Minha vizinha que deveria ser uma profissional preparada pra aquilo, vai logo dizendo: - fulaninho, ele vai passar bem rapidinho. Isso acontece muito, as pessoas vão e quando chega lá a incrédula da pessoa ainda é amiga da médica, da enfermeira e além de se consultar que deveria ser rápido, batem um papinho, tomam a frente, aquela coisa toda entendeu? Aqui é visível, elas colocam muito isso, vou entrar porque fulano [...] (Chateaubriand).

Assim como já foi falado a questão assim de que muitos profissionais que trabalham no posto não são preparados ne, da melhor forma né e acabam que não tratando o idoso como ele deveria ser tratado e também a falta de medicamento, acho que isso seria uma das maiores violências né, a maioria dos idoso não tem condições de comprar aqueles remédios né que são caros (Rousseau).

Os entrevistados além de apontar o despreparo dos profissionais de saúde que atendem aos idosos, evidenciam o desrespeito de alguns profissionais no momento de espera da consulta.

Quanto à essa manifestação de violência institucional contra o usuário há um consenso nos discursos dos idosos e profissionais participantes desse estudo, os quais apontam ações de privilégio aos conhecidos desconsiderando o fluxograma e desrespeitando aquele usuário que aguarda sua vez de atendimento.

Vale salientar que esse comportamento é corriqueiro em outras áreas de instituições públicas e privadas e devem ser combatidas no dia a dia. Berzins (2009) expõe em seu estudo que o idoso não se sente seguro a combater essas ações por temer não ser atendido.

No Estatuto do Idoso, em seu capitulo IV que versa sobre o Direito à Saúde é destacado a qualificação dos profissionais.

As instituições de saúde devem atender aos critérios mínimos para o atendimento às necessidades do idoso, promovendo o treinamento e a capacitação dos profissionais, assim como orientação a cuidadores familiares e grupos de autoajuda (BRASIL, 2003).

Os profissionais entrevistados apontaram como fator positivo da Atenção Primária a estrutura física. Esse apontamento é ressaltado como importante para o acesso do idoso que busca o serviço de saúde.

Os nossos CSFs daqui de Sobral foram feitos pensando nas vulnerabilidades, na deficiência, são muito bem estruturados, realmente modelo né. Existem ainda os antigos, mas que estão sendo aprimorados. Eu acho que a estrutura física e o acesso, é uma coisa que realmente importante para o idoso [...] (Chateaubriand).

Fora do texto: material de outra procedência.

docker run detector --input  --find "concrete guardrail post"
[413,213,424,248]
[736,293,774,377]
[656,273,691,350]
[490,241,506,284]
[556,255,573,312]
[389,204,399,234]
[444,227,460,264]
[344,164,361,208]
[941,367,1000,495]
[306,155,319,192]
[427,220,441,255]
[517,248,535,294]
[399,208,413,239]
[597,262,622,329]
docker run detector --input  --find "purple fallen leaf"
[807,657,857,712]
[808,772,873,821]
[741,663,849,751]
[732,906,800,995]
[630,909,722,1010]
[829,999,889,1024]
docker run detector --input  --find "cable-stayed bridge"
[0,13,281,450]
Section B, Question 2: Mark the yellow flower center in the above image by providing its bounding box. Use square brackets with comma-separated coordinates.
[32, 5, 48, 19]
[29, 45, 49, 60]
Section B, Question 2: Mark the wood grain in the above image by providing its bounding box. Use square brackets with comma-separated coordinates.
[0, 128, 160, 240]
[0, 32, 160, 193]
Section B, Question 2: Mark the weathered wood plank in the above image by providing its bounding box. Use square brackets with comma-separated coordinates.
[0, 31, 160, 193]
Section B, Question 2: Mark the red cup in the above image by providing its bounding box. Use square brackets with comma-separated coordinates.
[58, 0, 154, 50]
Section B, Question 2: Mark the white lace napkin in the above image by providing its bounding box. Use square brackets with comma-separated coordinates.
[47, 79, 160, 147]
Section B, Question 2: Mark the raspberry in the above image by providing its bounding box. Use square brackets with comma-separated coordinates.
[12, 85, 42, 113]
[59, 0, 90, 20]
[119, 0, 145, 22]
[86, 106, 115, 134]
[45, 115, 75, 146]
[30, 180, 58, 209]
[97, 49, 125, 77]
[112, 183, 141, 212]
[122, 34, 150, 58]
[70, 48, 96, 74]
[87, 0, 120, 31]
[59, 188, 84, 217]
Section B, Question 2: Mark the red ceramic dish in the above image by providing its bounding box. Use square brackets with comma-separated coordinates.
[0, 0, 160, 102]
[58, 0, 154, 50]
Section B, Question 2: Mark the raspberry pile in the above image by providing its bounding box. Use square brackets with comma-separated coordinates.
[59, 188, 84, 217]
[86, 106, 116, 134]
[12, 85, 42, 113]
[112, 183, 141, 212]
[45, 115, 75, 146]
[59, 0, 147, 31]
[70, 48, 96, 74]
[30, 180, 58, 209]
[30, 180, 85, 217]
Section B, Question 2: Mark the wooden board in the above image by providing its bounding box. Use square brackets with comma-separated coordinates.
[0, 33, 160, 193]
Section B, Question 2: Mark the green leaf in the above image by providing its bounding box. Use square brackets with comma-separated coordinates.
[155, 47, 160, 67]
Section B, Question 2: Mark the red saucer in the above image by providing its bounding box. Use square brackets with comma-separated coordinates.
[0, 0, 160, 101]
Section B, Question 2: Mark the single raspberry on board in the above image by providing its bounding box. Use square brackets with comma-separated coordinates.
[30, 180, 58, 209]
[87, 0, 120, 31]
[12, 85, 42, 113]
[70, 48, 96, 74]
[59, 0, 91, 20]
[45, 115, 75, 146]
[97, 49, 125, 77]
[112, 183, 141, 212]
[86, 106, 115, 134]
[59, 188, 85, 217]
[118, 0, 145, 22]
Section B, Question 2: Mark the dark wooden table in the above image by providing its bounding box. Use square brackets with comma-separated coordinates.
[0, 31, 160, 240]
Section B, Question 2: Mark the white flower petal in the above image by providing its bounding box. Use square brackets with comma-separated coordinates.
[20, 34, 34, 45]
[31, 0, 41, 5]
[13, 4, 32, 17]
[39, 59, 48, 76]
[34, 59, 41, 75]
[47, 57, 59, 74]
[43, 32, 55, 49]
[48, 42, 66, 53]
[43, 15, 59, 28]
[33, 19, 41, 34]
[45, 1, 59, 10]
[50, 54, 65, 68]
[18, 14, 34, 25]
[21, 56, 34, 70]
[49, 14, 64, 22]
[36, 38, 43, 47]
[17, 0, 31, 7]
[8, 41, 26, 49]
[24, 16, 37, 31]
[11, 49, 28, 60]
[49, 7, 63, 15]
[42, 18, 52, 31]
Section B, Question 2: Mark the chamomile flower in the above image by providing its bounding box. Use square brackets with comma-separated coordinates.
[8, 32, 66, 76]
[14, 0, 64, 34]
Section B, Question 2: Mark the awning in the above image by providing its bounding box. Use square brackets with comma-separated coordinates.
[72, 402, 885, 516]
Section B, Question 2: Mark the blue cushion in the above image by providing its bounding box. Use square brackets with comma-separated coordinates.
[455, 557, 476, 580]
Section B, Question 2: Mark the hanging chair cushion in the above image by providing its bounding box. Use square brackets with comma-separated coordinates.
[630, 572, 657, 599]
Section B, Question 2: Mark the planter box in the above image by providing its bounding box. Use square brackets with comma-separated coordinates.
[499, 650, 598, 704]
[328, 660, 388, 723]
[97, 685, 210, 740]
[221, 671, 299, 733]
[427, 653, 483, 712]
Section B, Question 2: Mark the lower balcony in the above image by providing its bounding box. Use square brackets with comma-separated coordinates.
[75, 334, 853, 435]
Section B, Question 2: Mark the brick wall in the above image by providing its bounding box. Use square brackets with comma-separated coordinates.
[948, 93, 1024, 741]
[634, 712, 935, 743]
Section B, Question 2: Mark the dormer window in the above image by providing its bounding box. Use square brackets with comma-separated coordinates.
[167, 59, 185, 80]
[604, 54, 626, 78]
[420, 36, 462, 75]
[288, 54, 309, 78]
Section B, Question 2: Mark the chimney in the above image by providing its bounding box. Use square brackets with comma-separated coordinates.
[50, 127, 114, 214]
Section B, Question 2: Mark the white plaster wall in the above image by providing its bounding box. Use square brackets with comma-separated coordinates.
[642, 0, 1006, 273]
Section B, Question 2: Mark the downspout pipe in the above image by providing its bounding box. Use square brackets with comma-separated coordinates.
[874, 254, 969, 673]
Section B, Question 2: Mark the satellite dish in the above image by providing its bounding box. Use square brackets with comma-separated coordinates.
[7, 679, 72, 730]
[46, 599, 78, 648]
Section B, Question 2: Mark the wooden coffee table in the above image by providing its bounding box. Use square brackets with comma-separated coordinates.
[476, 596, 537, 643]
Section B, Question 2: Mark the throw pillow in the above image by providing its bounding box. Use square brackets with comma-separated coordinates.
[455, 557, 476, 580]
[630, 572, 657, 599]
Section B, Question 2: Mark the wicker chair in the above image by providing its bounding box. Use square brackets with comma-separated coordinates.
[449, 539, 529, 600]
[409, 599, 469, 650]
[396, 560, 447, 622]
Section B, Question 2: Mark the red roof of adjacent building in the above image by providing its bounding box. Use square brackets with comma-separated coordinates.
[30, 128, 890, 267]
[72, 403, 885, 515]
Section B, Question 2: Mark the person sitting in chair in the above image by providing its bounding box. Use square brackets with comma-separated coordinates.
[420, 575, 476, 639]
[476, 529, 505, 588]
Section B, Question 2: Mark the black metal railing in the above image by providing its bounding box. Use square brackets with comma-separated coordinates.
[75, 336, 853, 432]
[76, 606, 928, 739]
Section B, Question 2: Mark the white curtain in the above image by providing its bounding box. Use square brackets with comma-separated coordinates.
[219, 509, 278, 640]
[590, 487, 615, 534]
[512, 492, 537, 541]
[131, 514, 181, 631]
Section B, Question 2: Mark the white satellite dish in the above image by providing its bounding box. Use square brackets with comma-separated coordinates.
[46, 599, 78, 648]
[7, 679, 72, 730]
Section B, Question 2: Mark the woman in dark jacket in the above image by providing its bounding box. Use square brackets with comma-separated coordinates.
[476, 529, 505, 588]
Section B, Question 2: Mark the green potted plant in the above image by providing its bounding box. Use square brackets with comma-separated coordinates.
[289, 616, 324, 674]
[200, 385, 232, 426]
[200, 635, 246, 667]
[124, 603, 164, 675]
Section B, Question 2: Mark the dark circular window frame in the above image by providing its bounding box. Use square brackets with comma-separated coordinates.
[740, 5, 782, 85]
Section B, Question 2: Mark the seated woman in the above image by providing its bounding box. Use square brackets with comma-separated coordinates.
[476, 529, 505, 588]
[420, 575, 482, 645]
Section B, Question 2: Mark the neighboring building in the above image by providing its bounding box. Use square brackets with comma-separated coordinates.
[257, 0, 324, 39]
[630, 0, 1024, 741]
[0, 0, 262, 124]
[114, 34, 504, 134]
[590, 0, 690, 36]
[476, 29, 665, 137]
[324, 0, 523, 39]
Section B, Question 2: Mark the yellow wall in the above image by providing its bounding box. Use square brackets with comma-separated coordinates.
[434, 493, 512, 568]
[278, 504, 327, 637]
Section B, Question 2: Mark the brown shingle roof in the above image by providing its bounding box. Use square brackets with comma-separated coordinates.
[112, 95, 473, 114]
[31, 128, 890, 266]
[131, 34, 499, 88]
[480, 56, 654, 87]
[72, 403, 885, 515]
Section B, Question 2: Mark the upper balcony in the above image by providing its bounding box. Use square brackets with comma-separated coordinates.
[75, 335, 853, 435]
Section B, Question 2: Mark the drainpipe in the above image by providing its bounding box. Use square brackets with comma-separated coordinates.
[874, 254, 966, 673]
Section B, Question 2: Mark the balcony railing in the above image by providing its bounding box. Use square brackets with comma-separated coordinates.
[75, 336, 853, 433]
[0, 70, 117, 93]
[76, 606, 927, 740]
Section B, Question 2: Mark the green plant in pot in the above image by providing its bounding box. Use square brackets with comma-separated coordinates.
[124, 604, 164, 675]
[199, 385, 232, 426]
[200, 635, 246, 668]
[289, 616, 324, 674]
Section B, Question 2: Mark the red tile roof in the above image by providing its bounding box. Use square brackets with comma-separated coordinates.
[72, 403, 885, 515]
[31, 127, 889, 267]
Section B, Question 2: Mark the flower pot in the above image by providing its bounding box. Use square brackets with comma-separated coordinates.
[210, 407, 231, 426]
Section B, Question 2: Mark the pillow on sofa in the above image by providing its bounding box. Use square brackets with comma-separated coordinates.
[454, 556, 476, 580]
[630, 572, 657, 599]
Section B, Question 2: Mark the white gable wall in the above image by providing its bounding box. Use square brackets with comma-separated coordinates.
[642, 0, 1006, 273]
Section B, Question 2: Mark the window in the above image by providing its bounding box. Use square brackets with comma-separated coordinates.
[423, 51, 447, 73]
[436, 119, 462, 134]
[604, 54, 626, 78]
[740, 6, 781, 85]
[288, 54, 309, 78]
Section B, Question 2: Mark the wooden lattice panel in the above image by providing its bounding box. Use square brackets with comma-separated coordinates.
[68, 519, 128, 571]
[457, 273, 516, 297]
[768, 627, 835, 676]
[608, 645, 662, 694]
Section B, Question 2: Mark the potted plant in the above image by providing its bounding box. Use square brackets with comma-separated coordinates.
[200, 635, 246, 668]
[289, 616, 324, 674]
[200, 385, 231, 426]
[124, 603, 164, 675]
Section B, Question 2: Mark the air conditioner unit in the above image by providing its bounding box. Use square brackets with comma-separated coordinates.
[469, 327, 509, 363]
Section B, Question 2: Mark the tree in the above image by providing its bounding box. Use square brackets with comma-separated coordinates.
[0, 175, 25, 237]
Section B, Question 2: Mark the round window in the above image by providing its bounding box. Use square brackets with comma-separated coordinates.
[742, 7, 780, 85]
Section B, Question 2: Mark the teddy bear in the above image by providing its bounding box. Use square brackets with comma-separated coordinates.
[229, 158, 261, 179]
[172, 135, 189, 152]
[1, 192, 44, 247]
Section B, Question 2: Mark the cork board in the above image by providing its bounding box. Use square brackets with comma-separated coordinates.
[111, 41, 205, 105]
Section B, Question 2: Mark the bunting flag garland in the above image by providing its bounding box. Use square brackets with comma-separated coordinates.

Corroborando com a fala do entrevistado, a Estratégia Saúde da Família no município de Sobral vem avançando nas melhorias de sua estrutura.

De acordo com dados do SIAB, no município de Sobral, a Estratégia Saúde da Família conta com cinquenta e seis (56) equipes distribuídas em trinta e um (31) Centros de Saúde da Família, sendo dezoito (18) na sede e treze (13) nos distritos.

O município conta com uma cobertura assistencial de 78% da população, o que equivale a 214.206 pessoas acompanhadas. Essas melhorias estruturais são fatores que contribuem para o acesso e acessibilidade dos idosos, mas não são suficientes para diminuir as violências apontadas nos serviços de saúde.

Para finalizar, ainda que tenha separado por codificação temática a violência institucional na Análise do Discurso dos entrevistados, é proficiente apreendê-las como violências que compõem uma totalidade, pois os termos "da peregrinação", "da escassez" e "do desrespeito" estão interligados e podem ser muito bem utilizados para qualificar as manifestações de violência institucional evidenciadas nesse estudo.